Basically, when I run my script, I get the following error:
Error in DESeqDataSetFromMatrix(countData = countData, colData = colData, : ncol(countData) == nrow(colData) is not TRUE
I realise that this error means that my colData and countData don't quite match up. I performed the following, which showed that I have 7 columns in my countData and 6 rows in my colData file:
However, I cannot see how to alter the colData file to make it match up. Or how to get my countData file to skip the first row containing gene IDs, so that it only counts 6 columns.

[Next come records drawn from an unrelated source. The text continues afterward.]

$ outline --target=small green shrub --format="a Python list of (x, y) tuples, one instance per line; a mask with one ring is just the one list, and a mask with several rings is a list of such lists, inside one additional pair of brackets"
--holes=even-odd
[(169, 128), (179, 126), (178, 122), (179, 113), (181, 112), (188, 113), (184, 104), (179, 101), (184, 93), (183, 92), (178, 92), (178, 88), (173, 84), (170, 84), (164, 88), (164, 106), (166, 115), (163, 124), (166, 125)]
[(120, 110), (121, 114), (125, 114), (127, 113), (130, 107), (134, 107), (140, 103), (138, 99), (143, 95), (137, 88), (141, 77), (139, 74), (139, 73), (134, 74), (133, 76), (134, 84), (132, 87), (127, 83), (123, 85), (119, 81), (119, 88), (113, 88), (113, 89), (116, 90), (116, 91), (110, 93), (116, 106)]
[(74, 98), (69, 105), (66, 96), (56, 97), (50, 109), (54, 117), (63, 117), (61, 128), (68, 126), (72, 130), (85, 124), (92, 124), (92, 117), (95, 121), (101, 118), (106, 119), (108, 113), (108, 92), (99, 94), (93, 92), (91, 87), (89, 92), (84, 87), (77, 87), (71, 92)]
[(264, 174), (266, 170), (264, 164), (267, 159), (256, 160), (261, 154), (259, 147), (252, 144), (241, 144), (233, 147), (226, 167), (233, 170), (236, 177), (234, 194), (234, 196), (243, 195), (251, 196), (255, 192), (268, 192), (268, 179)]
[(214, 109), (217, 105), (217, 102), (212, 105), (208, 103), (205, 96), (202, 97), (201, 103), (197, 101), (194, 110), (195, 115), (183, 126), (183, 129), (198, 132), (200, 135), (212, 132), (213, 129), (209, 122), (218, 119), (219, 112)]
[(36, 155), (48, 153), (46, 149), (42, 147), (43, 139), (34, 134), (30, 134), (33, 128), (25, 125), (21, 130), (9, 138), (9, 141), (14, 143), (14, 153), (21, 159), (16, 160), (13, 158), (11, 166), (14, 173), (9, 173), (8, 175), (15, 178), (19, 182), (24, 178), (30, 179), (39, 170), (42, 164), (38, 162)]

My countData.csv file looks like this:
GeneID Control1 Control2 Control3 LPO1 LPO2 LPO3 ENSG01254216542 1.1 1.3 1.14 7.0 7.5 7.2
The colData.csv file looks like this:
Condition type Control1 untreated paired-read Control2 untreated paired-read Control3 untreated paired-read LPO1 treated paired-read LPO2 treated paired-read LPO3 treated paired-read
The script that I'm using is:
library(DESeq2) data <-read.csv("//csce.datastore.ed.ac.uk//Control1.output2.csv") se <- data countData <- as.matrix(se,row.names="Geneid", header = TRUE, sep = '\t', row.names = 1) colData <- read.csv("//csce.datastore.ed.ac.uk//csce//biology//users//s0348375//Win7//Desktop//colData2.csv", row.names=1) colData <- colData[,c("condition","type")] colnames(countData) <- NULL dds <- (countData = countData, colData = colData, design = ~ condition) dds <- dds[ rowSums(counts(dds)) > 1, ] dds<-DESeq(dds)
I was wondering if anyone may be able to help with a solution? I'm sure that it's something very obvious, but any help would be very much appreciated, as I don't have access to bioinformatic support.